CUDA support

CUDA Contexts

class CudaDeviceManager

Public Functions

Status GetContext(int device_number, std::shared_ptr<CudaContext> *out)

Get the CUDA driver context for a particular device.

Parameters
  • [in] device_number: the CUDA device

  • [out] out: cached context

Status GetSharedContext(int device_number, void *handle, std::shared_ptr<CudaContext> *out)

Get the shared CUDA driver context for a particular device.

Parameters
  • [in] device_number: the CUDA device

  • [in] handle: CUDA context handler created by another library

  • [out] out: shared context

Status AllocateHost(int device_number, int64_t nbytes, std::shared_ptr<CudaHostBuffer> *out)

Allocate host memory with fast access to given GPU device.

Parameters
  • [in] device_number: the CUDA device

  • [in] nbytes: number of bytes

  • [out] out: the allocated buffer

class CudaContext : public std::enable_shared_from_this<CudaContext>

Friendlier interface to the CUDA driver API.

Public Functions

Status Allocate(int64_t nbytes, std::shared_ptr<CudaBuffer> *out)

Allocate CUDA memory on GPU device for this context.

Return

Status

Parameters
  • [in] nbytes: number of bytes

  • [out] out: the allocated buffer

Status View(uint8_t *data, int64_t nbytes, std::shared_ptr<CudaBuffer> *out)

Create a view of CUDA memory on GPU device of this context.

Return

Status

Note

The caller is responsible for allocating and freeing the memory as well as ensuring that the memory belongs to the CUDA context that this CudaContext instance holds.

Parameters
  • [in] data: the starting device address

  • [in] nbytes: number of bytes

  • [out] out: the view buffer

Status OpenIpcBuffer(const CudaIpcMemHandle &ipc_handle, std::shared_ptr<CudaBuffer> *out)

Open existing CUDA IPC memory handle.

Return

Status

Parameters
  • [in] ipc_handle: opaque pointer to CUipcMemHandle (driver API)

  • [out] out: a CudaBuffer referencing the IPC segment

Status CloseIpcBuffer(CudaBuffer *buffer)

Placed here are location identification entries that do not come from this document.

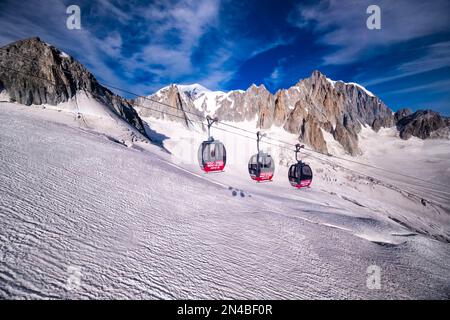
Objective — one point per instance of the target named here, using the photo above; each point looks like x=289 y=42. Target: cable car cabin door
x=300 y=175
x=212 y=156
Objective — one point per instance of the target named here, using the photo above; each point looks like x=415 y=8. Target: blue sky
x=225 y=44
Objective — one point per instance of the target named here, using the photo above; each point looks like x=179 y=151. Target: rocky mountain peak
x=35 y=72
x=423 y=124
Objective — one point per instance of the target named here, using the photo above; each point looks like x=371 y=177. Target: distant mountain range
x=313 y=108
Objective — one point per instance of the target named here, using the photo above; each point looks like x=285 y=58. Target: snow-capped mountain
x=309 y=108
x=37 y=73
x=317 y=109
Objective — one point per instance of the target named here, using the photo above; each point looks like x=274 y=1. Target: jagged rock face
x=312 y=105
x=424 y=124
x=400 y=114
x=56 y=78
x=171 y=104
x=256 y=102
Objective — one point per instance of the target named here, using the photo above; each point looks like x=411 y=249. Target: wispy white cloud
x=437 y=56
x=342 y=25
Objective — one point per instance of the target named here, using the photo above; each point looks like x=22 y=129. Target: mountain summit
x=34 y=72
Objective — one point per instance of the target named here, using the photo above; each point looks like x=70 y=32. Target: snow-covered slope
x=84 y=217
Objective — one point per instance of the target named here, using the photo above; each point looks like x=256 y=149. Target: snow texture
x=83 y=216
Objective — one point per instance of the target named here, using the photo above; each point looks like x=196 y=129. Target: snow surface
x=144 y=222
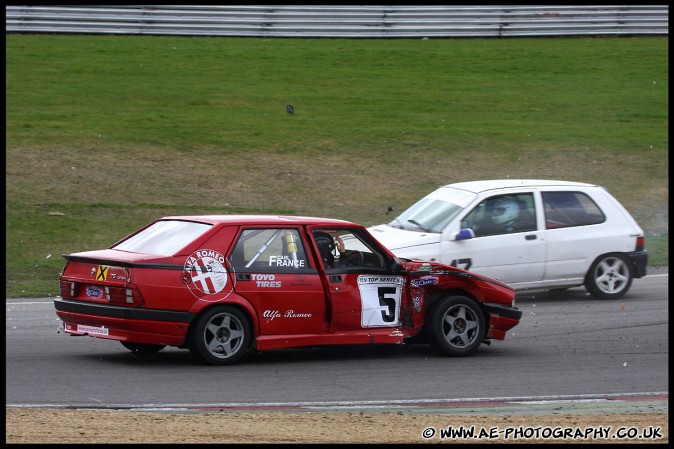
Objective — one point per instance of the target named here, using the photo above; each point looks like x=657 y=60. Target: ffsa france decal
x=380 y=300
x=205 y=274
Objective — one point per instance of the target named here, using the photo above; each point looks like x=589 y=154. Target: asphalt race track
x=568 y=347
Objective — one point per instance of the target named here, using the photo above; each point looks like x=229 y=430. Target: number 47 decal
x=465 y=262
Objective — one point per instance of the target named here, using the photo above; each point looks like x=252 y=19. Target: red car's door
x=272 y=271
x=362 y=292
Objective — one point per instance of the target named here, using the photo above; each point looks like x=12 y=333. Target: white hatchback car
x=532 y=234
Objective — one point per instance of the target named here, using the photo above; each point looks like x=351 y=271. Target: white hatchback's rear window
x=163 y=238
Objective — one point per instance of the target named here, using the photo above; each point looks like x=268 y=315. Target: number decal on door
x=465 y=262
x=387 y=299
x=380 y=300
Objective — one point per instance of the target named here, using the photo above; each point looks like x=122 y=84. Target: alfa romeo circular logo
x=205 y=273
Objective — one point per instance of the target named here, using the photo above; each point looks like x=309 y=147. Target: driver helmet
x=505 y=210
x=326 y=246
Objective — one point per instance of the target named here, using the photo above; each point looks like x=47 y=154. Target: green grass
x=106 y=133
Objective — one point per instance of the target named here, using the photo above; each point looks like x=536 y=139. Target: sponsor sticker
x=92 y=330
x=426 y=280
x=205 y=274
x=94 y=292
x=102 y=272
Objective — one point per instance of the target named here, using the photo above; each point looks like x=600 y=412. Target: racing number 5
x=387 y=297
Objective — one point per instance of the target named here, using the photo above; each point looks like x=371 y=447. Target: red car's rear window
x=163 y=238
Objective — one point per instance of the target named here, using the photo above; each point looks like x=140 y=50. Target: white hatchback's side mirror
x=464 y=234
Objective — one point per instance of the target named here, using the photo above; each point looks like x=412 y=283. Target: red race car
x=224 y=284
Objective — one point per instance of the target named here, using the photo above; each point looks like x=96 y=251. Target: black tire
x=456 y=326
x=142 y=348
x=609 y=277
x=221 y=336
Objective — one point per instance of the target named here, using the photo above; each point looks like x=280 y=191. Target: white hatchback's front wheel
x=609 y=277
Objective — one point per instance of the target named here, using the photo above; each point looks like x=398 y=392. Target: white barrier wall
x=347 y=21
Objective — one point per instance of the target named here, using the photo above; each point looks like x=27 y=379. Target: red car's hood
x=420 y=269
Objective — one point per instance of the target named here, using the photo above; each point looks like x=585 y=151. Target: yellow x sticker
x=102 y=272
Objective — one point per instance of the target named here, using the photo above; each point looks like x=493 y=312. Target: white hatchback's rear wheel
x=609 y=277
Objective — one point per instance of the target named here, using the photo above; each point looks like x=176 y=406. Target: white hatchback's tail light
x=641 y=243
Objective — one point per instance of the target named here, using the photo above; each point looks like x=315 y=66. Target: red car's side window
x=275 y=250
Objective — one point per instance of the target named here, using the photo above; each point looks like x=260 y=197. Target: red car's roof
x=259 y=219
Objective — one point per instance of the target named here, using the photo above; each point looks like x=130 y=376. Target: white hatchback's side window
x=567 y=209
x=503 y=214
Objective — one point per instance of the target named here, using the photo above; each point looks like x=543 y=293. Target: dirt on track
x=27 y=425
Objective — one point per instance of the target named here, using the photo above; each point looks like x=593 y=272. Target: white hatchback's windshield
x=163 y=238
x=434 y=211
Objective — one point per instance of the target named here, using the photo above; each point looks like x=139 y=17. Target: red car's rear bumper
x=123 y=323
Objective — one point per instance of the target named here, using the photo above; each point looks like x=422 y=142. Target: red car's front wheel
x=221 y=336
x=456 y=326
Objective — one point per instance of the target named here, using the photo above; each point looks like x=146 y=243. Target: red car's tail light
x=641 y=243
x=68 y=289
x=124 y=295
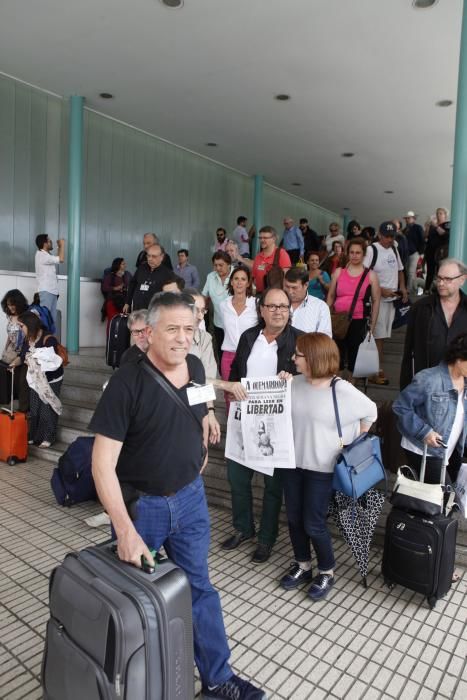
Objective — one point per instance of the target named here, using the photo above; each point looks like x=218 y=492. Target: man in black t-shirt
x=146 y=440
x=147 y=280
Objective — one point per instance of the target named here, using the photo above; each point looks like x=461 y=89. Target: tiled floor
x=370 y=644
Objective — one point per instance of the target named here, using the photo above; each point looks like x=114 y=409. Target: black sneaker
x=261 y=553
x=235 y=540
x=295 y=577
x=321 y=586
x=234 y=689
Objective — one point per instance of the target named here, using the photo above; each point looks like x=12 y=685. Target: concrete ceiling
x=363 y=76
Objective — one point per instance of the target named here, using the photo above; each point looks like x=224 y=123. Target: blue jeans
x=307 y=494
x=50 y=301
x=181 y=523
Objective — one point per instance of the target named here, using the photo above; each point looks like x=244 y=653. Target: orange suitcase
x=13 y=434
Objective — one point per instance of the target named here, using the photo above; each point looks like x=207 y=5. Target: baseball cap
x=387 y=228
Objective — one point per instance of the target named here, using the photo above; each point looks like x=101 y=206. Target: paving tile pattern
x=359 y=643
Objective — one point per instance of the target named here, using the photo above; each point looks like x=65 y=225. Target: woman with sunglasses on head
x=432 y=411
x=308 y=488
x=238 y=313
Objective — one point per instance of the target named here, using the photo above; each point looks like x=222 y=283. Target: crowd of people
x=260 y=315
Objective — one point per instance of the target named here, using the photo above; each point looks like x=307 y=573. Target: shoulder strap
x=359 y=286
x=163 y=383
x=336 y=409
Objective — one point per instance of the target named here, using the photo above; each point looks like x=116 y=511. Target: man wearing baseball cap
x=384 y=259
x=416 y=241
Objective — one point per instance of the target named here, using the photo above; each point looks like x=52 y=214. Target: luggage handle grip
x=145 y=565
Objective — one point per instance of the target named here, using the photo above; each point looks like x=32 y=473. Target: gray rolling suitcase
x=116 y=631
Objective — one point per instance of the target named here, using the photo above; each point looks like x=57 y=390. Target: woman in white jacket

Close memory mapped with IPC buffer.

Return

Status

Parameters

Status Synchronize(void)

Block until the all device tasks are completed.

void *handle() const

Expose CUDA context handle to other libraries.

int device_number() const

Return device number.

Status GetDeviceAddress(uint8_t *addr, uint8_t **devaddr)

Return the device address that is reachable from kernels running in the context.

The device address is defined as a memory address accessible by device. While it is often a device memory address, it can be also a host memory address, for instance, when the memory is allocated as host memory (using cudaMallocHost or cudaHostAlloc) or as managed memory (using cudaMallocManaged) or the host memory is page-locked (using cudaHostRegister).

Return

Status

Parameters
  • [in] addr: device or host memory address

  • [out] devaddr: the device address

Status Free(void *device_ptr, int64_t nbytes)

Release CUDA memory on GPU device for this context.

Return

Status

Parameters
  • [in] device_ptr: the buffer address

  • [in] nbytes: number of bytes

Device and Host Buffers

class CudaBuffer : public arrow::Buffer

An Arrow buffer located on a GPU device.

Be careful using this in any Arrow code which may not be GPU-aware

Public Functions

Status CopyToHost(const int64_t position, const int64_t nbytes, void *out) const

Copy memory from GPU device to CPU host.

Return

Status

Parameters
  • [in] position: start position inside buffer to copy bytes from

  • [in] nbytes: number of bytes to copy

  • [out] out: start address of the host memory area to copy to

Status CopyFromHost(const int64_t position, const void *data, int64_t nbytes)

Copy memory to device at position.

Return

Status

Parameters
  • [in] position: start position to copy bytes to

  • [in] data: the host data to copy

  • [in] nbytes: number of bytes to copy

Status CopyFromDevice(const int64_t position, const void *data, int64_t nbytes)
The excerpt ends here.